Я не видел смысла во всех теоремах и аксиомах, парадоксы не имели власти над многими вещами, и все законы могли быть с легкостью разрушены - стоило только захотеть и взять чью-то руку в свою. Мир не был чем-то вечным и не был истиной в последней инстанции: опровергалось слишком многое, чтобы слепо следовать за своим командиром без права на ошибку.
И мы не следовали, оставляя весь выбор себе, решая только за себя без оглядки на других.
Я все так же четко помню тот день, который мы назвали Последним. Нет, не последним в прямом смысле - мы всегда давали дням странные имена. Был день Первый, Двенадцатый, Прямой, Кривой, Близорукий - да какая трава попадалась, настолько и сходили с ума.
Но карма - злая сука, ты же помнишь об этом? А мы тогда не помнили.
В тот день мы в очередной раз нарушили один из законов и опровергли какую-то новую теорему - просто забавы ради. Во всех домах полыхали пожары, поедая жаркими языками пламени одинокие глазницы разбитых окон. Повсюду стояли разбитые машины с оторванными дверями, приросшие к своему роковому столбу или углу перекрестка. Откуда-то доносились истошные крики, надрывный плач, стоны боли, но до этого никому не было дела.
Мы стояли тогда на полуразрушенном мосту и смотрели, как догорали последние деревья, как в поисках спасения куда-то бежали отчаявшиеся люди и беззащитные звери, по углям собственных домов и обгоревшим останкам тех, кто когда-то был жив.
Мы стояли и смотрели, как исчезает наш собственный мир, который мы так смачно и с любовью ломали все эти годы.
Который был нам настолько дорог и близок, что ничего другого и не оставалось, как разрывать его на части, разбивать на мелкие кусочки.
Пнув мелкий камушек вниз, с моста, ты тогда сказала:
- Вот и все.
И эти слова вобрали в себя всю горечь о потерянном, всю грусть об убитом. Я ничего не ответил, поглощенный невозможным жаром, приближавшемся к нам все ближе. Еще секунда, и мост начал тлеть как тополиный пух. Еще минута, и я услышал твой немой крик, обхватывающий меня цепкими руками.
Я помню тот день так же четко, как свое имя. Тогда я сравнял наш мир с землей и ничего не оставил взамен. Слишком отчетливо помню крики и боль, искаженные смертью лица, сухой пепел целой цивилизации.
Мне положено было сейчас гореть в аду и изо дня в день переживать страдания, на которые я обрек других. Но боги решили ужесточить пытку и оставили меня жить - только ради того, чтобы я продолжил существовать в одиночестве и боли с мыслью о тебе.

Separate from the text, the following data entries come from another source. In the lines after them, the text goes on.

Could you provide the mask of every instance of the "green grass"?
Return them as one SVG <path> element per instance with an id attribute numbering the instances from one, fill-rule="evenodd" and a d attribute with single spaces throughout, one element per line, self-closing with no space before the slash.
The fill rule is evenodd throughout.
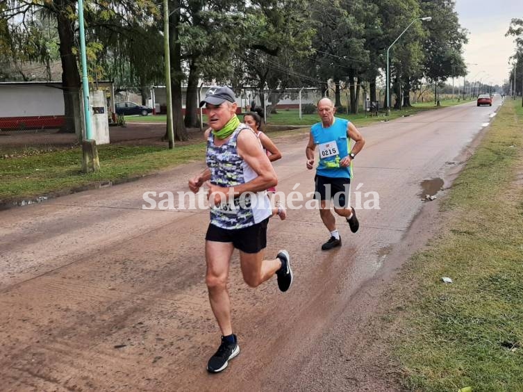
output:
<path id="1" fill-rule="evenodd" d="M 63 192 L 97 181 L 118 181 L 205 156 L 205 143 L 158 147 L 99 146 L 99 172 L 81 172 L 81 148 L 44 152 L 36 156 L 0 159 L 0 201 L 34 197 Z M 187 157 L 190 157 L 189 159 Z"/>
<path id="2" fill-rule="evenodd" d="M 470 101 L 467 99 L 465 101 Z M 441 106 L 438 107 L 434 105 L 433 101 L 424 102 L 414 104 L 412 108 L 402 111 L 392 111 L 388 120 L 393 120 L 404 115 L 412 115 L 420 111 L 437 109 L 440 108 L 451 106 L 463 104 L 463 101 L 457 99 L 447 99 L 441 101 Z M 357 115 L 336 115 L 343 118 L 348 118 L 352 121 L 356 126 L 368 125 L 374 122 L 378 122 L 385 120 L 384 114 L 380 113 L 378 117 L 366 116 L 365 113 L 360 113 Z M 301 120 L 299 119 L 299 112 L 297 109 L 279 110 L 278 114 L 271 115 L 267 120 L 267 123 L 271 125 L 303 125 L 304 126 L 312 125 L 319 121 L 317 113 L 310 115 L 303 115 Z M 128 122 L 162 122 L 165 123 L 167 120 L 166 115 L 159 115 L 154 116 L 132 116 L 126 117 L 126 120 Z"/>
<path id="3" fill-rule="evenodd" d="M 408 390 L 523 391 L 522 128 L 506 101 L 444 201 L 450 222 L 395 288 L 408 303 L 395 315 Z"/>

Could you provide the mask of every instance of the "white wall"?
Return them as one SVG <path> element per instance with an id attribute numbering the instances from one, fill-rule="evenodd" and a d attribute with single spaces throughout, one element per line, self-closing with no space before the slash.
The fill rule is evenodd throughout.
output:
<path id="1" fill-rule="evenodd" d="M 39 85 L 0 85 L 0 117 L 63 115 L 61 89 Z"/>

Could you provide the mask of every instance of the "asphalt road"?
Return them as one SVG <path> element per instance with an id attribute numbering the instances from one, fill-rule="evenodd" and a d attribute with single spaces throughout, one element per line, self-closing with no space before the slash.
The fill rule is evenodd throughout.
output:
<path id="1" fill-rule="evenodd" d="M 275 279 L 247 287 L 235 253 L 229 291 L 242 351 L 219 375 L 205 370 L 219 341 L 204 282 L 208 213 L 141 209 L 145 191 L 187 191 L 203 163 L 0 212 L 0 389 L 385 390 L 386 369 L 358 359 L 358 325 L 376 300 L 363 294 L 404 241 L 422 196 L 442 187 L 499 101 L 361 129 L 352 190 L 363 184 L 361 207 L 377 193 L 380 209 L 358 210 L 356 234 L 338 218 L 343 245 L 329 252 L 317 211 L 272 218 L 267 253 L 287 249 L 294 270 L 286 293 Z M 279 190 L 313 190 L 307 138 L 276 140 Z"/>

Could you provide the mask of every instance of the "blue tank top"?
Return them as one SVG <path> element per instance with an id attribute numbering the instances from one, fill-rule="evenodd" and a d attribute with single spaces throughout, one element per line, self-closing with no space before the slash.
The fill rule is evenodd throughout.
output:
<path id="1" fill-rule="evenodd" d="M 210 170 L 210 183 L 231 187 L 258 177 L 238 154 L 236 143 L 242 131 L 254 132 L 248 126 L 240 124 L 229 140 L 221 146 L 215 145 L 214 136 L 210 133 L 207 139 L 206 163 Z M 272 213 L 270 202 L 265 191 L 248 192 L 235 198 L 233 202 L 211 207 L 210 223 L 222 229 L 242 229 L 259 223 Z"/>
<path id="2" fill-rule="evenodd" d="M 310 128 L 310 133 L 319 149 L 319 162 L 316 174 L 326 177 L 352 178 L 352 163 L 348 168 L 340 166 L 340 161 L 350 152 L 347 127 L 350 122 L 334 117 L 334 124 L 324 128 L 317 122 Z"/>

За день до Последнего, я помню, ты сказала, запрокинув голову к нашему пластиковому небу:
- Этот мир так скучен. Вот бы начать все сначала.
- Сначала - это как? - не удержался я.
- Ну вот совсем. Еще без этих законов и парадоксов.
- И что бы изменилось?
Ты тогда посмотрела на меня совсем серьезно, на минуту задумавшись, словно не хотела говорить об этом.
- Мы смогли бы создать свои. Иногда ведь создавать интересней, чем разрушать.
- Глупая, - засмеялся я. - Мы сами созданы для того, чтобы разрушать.
Она тогда ничего не ответила. Только отвернулась, прикрыв глаза, и уже через минуту поднялась с мягкой травы, бросая тихое «Ну да, наверное ты прав». Только позже я понял, что она хотела пойти против системы, против меня, против всех аксиом и теорем. Хотела забыть и уйти, - что было непозволительно в таком мире, как этот.
Она думала, что сжигает все, чтобы начать сначала, но я не мог ее потерять.
Боги сделали правильный расчет: я никогда не забуду день перед Последним и никогда не забуду ее, еще долгие века мучимый тоской и чувством, похожим на жалость к себе. Буду слепо продолжать убивать чью-то надежду и другие миры, наслаждаться муками людей и упиваться вкусом смерти, пока внутри меня все будет сгорать в два раза сильнее.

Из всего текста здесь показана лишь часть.